Prática que tem ajudado startups a levantar capital passou a ter regras claras; segurança jurídica deve atrair investidores


Sobre Equity Crowdfunding:

Aqui no Kaleydos já abordamos este tema algumas vezes. Recomendamos os posts abaixo:

Entrevista: Marcel Fukayama, da Din4mo, explica como negócios de impacto levantam fundos com Equity Crowdfunding

Equity crowdfunding: entenda o que é


Originalmente publicado por João Vitor Chaves Silva no StartSe

O crowdfunding ou vaquinhas virtuais não são exatamente uma novidade, eu mesmo já fiz um no passado, e conheço vários casos no Brasil e no exterior de pessoas usando para os mais diversos fins.

Do lançamento de novos produtos até ajudar causas sociais, a prática está se popularizando a cada dia e já possui plataformas gigantes no Brasil como a Kickante e a Catarse.

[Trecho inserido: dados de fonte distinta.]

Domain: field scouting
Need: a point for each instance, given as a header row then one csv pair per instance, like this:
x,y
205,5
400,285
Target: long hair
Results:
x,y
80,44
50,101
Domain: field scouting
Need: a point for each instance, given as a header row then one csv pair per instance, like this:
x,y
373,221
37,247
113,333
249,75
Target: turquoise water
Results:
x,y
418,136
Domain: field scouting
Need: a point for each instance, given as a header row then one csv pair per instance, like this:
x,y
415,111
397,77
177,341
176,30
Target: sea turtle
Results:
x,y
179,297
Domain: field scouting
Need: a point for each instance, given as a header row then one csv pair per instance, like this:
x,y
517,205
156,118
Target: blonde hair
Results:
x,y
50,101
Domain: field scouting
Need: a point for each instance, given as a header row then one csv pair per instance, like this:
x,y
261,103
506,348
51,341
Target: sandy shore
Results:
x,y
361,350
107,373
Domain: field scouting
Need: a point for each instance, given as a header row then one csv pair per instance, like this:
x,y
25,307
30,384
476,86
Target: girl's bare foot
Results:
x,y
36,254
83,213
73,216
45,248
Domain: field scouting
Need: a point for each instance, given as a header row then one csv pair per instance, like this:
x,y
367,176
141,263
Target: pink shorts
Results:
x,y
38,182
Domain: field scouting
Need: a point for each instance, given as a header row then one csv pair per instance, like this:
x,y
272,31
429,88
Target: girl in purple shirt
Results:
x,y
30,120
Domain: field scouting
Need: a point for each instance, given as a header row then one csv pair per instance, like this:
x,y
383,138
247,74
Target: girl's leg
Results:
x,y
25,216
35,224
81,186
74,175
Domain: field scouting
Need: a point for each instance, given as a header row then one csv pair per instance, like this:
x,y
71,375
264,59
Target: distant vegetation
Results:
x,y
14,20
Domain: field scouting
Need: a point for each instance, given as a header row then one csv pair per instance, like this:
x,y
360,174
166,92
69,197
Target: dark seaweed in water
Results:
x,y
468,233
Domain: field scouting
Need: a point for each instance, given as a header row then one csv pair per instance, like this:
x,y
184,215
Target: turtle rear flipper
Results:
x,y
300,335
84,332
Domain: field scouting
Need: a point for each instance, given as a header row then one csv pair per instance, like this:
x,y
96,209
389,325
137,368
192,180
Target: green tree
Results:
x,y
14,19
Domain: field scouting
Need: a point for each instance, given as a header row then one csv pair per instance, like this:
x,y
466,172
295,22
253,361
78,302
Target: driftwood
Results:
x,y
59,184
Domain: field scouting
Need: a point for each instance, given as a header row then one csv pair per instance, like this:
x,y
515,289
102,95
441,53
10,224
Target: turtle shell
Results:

Porém, uma modalidade um pouco diferente de crowdfunding começou a ganhar força em todo o mundo, é o equity crowdfunding, e recentemente a prática foi regulamentada de maneira oficial pela CVM (Comissão de Valores Mobiliários) e passou a ter regras claras do que pode ou não pode.

O que é o Equity Crowdfunding?

Antes de mais nada, vamos explicar um pouco melhor o que do se trata.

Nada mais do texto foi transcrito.